About 93 percent of those college graduates surveyed agree that their home provides a haven from the pressures of the outside world. They view it as sanctuary and security, and say it gives them a sense of place and privacy.
All the graduates indicated that they expect their home to express their character, tastes, and interests; provide a proper environment to raise children; and impart a feeling of permanency and ``roots.''
Although most indicated that they do not consider home a status symbol or a matter of ``keeping up with the Joneses,'' they admitted that home can indeed be a reflection of success, and that it should be a place to which they would be proud to invite their friends.
During the survey, 1,200 college-educated Americans were interviewed about the meaning of home. The median age of the respondents was 39, and the median household income was about $44,000. The survey was conducted for Pier 1 Imports, a specialty retailer of decorative home furnishings.
Seventy percent of those surveyed are married. More than three-quarters own their main residence, which they now value at about $105,000. The owners report a median appreciation of 49 percent on the value of their homes.
Seventy percent have mortgages, and most felt they had been prudent home buyers.
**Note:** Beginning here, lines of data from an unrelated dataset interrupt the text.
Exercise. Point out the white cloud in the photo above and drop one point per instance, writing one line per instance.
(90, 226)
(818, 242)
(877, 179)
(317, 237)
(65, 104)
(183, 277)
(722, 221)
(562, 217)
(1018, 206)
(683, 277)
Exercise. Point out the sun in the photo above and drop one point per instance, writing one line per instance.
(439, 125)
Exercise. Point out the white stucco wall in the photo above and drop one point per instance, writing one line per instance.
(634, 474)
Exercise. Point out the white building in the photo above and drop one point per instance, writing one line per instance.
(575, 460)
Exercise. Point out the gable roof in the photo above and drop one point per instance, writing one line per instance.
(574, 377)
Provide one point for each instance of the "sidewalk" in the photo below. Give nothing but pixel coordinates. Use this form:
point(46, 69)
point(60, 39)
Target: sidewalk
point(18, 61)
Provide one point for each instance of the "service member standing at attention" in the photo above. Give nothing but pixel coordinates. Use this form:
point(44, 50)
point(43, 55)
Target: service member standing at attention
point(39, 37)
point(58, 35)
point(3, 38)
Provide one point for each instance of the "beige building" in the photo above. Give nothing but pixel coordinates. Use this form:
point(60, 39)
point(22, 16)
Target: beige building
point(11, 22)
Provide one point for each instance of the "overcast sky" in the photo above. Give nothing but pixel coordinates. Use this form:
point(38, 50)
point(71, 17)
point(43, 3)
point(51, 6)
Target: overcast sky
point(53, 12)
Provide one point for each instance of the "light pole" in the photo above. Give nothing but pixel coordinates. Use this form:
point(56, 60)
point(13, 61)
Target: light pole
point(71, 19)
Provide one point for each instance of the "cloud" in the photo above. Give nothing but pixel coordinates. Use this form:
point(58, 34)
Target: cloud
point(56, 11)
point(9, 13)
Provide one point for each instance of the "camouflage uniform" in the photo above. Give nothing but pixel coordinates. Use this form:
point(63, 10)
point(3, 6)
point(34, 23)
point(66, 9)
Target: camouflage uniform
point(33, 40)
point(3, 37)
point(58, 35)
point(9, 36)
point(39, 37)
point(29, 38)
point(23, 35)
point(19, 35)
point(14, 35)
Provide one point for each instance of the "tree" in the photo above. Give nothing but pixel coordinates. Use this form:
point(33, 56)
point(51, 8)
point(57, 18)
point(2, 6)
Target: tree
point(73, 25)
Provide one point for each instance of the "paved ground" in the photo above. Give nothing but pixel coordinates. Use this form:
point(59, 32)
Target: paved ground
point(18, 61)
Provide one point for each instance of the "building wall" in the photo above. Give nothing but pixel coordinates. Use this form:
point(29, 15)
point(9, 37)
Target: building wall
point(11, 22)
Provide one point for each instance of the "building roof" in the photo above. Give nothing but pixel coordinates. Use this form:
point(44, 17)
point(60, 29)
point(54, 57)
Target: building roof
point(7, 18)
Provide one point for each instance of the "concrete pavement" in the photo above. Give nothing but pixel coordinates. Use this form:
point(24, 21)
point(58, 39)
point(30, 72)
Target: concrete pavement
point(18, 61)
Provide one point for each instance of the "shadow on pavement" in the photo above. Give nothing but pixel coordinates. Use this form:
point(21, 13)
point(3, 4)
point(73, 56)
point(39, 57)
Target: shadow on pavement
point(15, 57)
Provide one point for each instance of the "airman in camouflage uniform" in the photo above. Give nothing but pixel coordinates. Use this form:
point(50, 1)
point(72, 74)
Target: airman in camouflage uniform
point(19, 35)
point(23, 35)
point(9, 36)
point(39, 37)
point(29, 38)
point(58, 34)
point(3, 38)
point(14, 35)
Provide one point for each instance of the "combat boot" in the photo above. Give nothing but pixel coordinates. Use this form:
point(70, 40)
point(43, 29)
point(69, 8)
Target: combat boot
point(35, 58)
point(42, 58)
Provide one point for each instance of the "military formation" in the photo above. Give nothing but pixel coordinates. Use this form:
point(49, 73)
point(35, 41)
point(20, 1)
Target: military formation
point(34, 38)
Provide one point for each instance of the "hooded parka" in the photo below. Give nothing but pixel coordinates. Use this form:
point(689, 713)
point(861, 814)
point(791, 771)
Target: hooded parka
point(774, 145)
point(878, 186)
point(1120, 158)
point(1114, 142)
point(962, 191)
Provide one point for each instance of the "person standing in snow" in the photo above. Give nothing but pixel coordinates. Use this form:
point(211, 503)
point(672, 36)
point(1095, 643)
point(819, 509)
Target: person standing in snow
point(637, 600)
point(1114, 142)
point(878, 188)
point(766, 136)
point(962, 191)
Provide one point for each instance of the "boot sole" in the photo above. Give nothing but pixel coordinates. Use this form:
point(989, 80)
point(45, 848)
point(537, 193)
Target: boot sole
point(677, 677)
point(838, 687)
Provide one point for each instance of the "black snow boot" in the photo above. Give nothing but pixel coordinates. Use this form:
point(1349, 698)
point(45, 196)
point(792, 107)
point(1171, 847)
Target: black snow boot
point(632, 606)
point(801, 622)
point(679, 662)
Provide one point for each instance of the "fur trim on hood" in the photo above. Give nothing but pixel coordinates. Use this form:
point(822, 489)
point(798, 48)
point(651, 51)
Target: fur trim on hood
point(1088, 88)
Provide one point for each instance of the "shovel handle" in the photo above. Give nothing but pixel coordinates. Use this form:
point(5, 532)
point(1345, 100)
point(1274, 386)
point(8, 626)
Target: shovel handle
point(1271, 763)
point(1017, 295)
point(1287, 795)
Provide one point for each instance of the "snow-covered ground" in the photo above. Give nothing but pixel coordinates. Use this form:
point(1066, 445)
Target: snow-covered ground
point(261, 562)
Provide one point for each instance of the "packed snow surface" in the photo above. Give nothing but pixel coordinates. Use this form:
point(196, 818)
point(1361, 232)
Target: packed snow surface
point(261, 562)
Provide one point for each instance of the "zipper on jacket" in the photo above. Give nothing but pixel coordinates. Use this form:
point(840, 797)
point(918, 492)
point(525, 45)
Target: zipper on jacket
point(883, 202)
They did not feel that they had overmortgaged their futures to buy the houses they wanted.
Over three quarters of the college-educated Americans surveyed called their home their largest investment, but one of the best investments they had ever made.
The traditional suburban home (a three-bedroom detached house on its own lot) is still America's ideal. Only 4 percent of respondents described their ``dream home'' as a high-rise apartment!
Eighty-six percent said they had decorated their homes themselves, as opposed to using an interior designer. They say they feel most comfortable shopping in furniture and specialty stores. A smaller number said they preferred shopping in department stores.
A majority of those people surveyed declared that, ideally, they would like to spend more time and money decorating or fixing up their homes.
Eighty percent characterize the main living area of their homes as ``casual'' in style, which interprets loosely to mean ``warm,'' ``informal,'' and ``comfortable.'' They list early American and wicker pieces among their favorite furnishings. Only a third of them indicated that they chose Scandinavian, Euro-design, or high-tech furnishings.
Home, they agree, is their preferred place to entertain friends, enjoy hobbies, and spend time with families. Most of them say that if their busy schedules permitted it, they would love to spend even more time at home and invite in even more friends to enjoy it with them.
Most said that if their homes lacked anything, it was a great view. And many indicated that they could use more property.
But when asked what they would like in their dream house that they don't now have, at least 10 percent of those surveyed replied, ``Absolutely nothing.''
Since many said that having the right kind of home was absolutely essential to their happiness, it's not surprising that only 6 percent said that being able to travel for pleasure was essential - and only 3 percent declared that being able to eat out frequently was an important item in their daily lives.